Primer

This is the help page of the SeMPI 2.0 web server. If you feel there is anything missing or we should include something at this help page please write an email to: paul.zierep@pharmazie.uni-freiburg.de

Introduction

SeMPI 2 provides a prediction pipeline for PKS (type I) and NRPS biosynthetic gene cluster (BCG) products. The products are subsequently screened in publicly available natural product databases. The user can modify the product scaffold before submission to the screening algorithm.

Help

We try to make SeMPI as user-friendly as possible for such a complex pipeline. Therefore, we assign components which are not absolutely self-explanatory with an question mark. Which upon hovering, displays additional information.

prediction

If you think some components are not clearly explained or need more information, please contact us and we will take care of it.

Version update

The first version of SeMPI used antiSMASH 3.0 as gene cluster prediction back end. The main focus was laid on the prediction of PKs with a subsequent database screening of the prediction in the StreptomeDB 3.0. Details can be found in the publication SeMPI.

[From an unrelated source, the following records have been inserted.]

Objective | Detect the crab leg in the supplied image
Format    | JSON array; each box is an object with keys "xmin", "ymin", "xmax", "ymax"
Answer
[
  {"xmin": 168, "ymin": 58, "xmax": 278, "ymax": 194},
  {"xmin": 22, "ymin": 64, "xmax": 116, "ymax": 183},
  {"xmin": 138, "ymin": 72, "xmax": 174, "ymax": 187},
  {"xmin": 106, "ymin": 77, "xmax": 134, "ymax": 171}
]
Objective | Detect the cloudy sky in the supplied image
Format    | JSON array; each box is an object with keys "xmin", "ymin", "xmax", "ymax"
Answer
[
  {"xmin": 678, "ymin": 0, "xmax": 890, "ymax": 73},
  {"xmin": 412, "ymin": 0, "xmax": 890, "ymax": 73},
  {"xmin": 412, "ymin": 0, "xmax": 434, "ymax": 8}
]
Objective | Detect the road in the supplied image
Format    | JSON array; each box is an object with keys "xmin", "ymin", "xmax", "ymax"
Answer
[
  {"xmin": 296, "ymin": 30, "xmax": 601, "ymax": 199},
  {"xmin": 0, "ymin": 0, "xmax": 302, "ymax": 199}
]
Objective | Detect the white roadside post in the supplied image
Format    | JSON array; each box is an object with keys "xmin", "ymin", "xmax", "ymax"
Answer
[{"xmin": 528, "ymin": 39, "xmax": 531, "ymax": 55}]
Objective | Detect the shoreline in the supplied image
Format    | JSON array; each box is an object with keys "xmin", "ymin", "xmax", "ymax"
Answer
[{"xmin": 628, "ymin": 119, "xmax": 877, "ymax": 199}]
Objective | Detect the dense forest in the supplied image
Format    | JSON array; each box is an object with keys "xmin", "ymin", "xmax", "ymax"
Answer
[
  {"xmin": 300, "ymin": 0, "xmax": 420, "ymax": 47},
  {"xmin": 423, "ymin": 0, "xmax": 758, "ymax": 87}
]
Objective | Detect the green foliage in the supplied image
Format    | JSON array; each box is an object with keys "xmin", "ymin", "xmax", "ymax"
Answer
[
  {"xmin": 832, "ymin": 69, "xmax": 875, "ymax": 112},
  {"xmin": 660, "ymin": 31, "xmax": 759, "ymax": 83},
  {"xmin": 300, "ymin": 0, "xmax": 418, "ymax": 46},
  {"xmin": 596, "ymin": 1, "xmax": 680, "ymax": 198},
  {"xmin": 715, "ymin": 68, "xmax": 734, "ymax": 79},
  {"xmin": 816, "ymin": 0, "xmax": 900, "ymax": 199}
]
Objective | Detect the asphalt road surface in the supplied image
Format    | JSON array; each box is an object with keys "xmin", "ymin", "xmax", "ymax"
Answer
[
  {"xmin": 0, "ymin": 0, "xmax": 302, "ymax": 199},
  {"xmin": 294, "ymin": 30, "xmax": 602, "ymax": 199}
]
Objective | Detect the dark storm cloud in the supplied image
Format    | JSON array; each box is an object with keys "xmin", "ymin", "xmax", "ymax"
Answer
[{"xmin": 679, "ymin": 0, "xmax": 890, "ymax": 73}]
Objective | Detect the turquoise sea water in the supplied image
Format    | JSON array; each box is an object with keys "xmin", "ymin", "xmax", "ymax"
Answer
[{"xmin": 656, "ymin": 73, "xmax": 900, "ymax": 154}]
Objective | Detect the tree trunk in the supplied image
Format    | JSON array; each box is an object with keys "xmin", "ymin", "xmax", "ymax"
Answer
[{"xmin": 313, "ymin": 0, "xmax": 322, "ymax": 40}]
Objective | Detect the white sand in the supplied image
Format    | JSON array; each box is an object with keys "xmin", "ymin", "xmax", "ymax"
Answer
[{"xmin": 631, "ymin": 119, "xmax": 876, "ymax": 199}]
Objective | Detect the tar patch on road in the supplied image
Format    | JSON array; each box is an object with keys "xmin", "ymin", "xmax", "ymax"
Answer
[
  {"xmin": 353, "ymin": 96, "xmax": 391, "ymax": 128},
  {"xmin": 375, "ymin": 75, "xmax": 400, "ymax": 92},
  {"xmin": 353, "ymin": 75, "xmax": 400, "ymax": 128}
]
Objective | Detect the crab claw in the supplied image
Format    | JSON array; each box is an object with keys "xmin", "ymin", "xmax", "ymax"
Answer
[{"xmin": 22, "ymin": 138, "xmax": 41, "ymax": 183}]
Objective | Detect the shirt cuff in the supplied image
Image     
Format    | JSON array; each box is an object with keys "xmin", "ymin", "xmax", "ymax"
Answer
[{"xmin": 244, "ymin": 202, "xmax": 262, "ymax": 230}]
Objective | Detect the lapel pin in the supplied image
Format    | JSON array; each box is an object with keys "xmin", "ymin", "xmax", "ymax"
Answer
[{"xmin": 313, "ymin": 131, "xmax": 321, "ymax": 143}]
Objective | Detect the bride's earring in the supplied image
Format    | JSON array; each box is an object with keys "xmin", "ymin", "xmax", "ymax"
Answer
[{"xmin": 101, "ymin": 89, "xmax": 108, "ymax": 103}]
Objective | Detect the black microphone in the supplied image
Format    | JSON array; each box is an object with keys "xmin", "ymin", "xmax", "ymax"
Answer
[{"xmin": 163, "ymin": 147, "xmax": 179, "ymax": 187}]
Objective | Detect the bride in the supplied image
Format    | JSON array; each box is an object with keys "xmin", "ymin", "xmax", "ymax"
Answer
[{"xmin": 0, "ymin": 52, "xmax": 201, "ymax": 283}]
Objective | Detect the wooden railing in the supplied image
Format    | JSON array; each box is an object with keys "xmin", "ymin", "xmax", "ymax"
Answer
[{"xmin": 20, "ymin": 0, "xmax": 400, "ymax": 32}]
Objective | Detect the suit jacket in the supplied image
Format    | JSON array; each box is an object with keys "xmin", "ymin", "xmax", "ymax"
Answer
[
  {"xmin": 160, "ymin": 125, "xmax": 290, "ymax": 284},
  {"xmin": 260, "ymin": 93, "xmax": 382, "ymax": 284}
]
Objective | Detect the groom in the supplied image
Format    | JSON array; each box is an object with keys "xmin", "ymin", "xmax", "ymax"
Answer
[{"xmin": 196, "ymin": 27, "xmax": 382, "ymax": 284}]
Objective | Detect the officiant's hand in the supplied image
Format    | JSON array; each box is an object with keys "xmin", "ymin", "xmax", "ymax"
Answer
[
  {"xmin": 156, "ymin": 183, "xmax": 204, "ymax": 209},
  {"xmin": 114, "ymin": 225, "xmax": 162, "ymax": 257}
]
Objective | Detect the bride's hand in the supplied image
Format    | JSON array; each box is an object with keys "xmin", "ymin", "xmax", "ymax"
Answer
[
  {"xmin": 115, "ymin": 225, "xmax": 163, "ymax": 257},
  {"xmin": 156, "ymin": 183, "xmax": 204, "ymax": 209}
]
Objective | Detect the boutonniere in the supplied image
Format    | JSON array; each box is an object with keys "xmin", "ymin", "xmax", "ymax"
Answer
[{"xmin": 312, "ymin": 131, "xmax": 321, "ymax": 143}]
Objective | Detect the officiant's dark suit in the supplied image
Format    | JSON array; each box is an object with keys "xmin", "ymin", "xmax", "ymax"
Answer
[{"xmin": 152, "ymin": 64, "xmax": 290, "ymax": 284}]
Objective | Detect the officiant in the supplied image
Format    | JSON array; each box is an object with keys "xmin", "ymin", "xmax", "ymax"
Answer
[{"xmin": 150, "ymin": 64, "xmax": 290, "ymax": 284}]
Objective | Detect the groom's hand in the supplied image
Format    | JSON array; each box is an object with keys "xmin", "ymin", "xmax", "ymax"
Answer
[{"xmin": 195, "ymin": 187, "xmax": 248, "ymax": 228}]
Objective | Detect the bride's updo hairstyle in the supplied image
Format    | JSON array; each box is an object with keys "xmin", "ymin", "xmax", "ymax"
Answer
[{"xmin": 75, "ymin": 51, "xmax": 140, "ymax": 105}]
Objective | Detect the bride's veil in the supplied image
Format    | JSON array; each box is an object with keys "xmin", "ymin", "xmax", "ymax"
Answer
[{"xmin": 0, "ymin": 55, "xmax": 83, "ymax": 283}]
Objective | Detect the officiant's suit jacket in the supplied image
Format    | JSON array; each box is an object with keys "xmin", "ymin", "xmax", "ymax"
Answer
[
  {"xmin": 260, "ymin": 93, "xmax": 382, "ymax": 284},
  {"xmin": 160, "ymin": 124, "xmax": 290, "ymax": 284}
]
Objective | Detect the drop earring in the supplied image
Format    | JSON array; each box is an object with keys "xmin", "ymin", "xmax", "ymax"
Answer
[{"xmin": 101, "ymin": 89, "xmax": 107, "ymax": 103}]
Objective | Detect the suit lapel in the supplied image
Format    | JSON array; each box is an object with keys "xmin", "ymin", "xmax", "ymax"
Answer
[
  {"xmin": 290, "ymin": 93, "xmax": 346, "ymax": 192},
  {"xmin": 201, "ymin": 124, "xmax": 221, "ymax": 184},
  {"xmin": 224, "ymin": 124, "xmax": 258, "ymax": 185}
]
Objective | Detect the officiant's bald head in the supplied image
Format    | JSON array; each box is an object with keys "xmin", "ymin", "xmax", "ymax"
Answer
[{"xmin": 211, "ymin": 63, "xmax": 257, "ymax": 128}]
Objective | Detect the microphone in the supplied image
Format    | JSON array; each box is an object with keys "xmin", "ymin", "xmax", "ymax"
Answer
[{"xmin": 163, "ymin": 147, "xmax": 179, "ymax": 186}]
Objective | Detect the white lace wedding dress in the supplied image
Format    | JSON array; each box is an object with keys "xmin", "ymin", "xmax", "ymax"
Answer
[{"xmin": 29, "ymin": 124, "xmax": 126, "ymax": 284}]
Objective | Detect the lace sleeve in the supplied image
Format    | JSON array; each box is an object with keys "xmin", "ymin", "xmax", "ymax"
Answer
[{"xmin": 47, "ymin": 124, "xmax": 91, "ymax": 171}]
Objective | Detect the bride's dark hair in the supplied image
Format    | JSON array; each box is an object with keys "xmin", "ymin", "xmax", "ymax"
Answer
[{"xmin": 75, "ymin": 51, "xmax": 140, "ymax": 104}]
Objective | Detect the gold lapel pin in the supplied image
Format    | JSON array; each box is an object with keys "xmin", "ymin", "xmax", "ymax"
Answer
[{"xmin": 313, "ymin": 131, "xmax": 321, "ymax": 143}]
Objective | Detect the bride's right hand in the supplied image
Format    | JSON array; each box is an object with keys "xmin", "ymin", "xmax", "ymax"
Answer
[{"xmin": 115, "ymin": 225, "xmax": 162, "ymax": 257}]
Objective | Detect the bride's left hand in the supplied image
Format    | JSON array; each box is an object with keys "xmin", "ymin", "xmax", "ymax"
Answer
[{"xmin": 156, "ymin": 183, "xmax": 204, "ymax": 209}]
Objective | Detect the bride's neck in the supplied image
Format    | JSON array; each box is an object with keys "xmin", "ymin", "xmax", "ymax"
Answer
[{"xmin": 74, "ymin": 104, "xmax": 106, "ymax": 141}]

SeMPI 2.0 was completed revised and uses its own gene cluster prediction logic. The main improvements are:

  1. Benchmarked and refined profile-HMMs used for domain detection (see Domain detection).
  2. Improved gene cluster curation: removal of overlapping domains and combining of duplicated domains (see Gene cluster curation).
  3. Additional prediction of NRPs.
  4. PK and NRP substrate specificity prediction using random forest classifiers.
  5. NRP substrate prediction based on a classifier trained with more than 2.000 samples.
  6. Revised assembly logic for disjointed gene clusters (clusters where the domains are not located on the same gene and in succession).
  7. Methylation patterns for PKs and NRPs.
  8. Scaffold generation algorithm for NRPS-PKS hybrid clusters.
  9. Prediction of the most common postsynthetic modifications.
  10. Improved database screening algorithm using maximum common substructure searches and an addition scoring function to match the postsynthetic modifications.
  11. Visual genome browser allowing the dynamically observation of the genome and individual clusters.
  12. A molecular work bench can be used to modify and/or extend the predicted scaffolds before submission to the database screening.
  13. Any scaffold can be submitted to the database screening via the scaffold upload option even without prior gene cluster prediction (see Database screening).
  14. The database screening allows includes 8 publicly available natural product databases (each match includes a link to the original database).
  15. The natural product databases also include scaffolds of predicted streptomyces genomes, which enables the reverse search of corresponding gene clusters to a specific secondary metabolite.
  16. The natural product database scope can also be extended with custom databases of up to 1.000 scaffolds.
  17. The database screening can be used with multiple query scaffolds which will be matched together in the target molecule.

Note

Since we are currently in the process of publication of the web server not all underlaying algorithms of the pipeline are explained to the full extend. As soon as we have published we will include benchmark results and source code of the server and pipeline.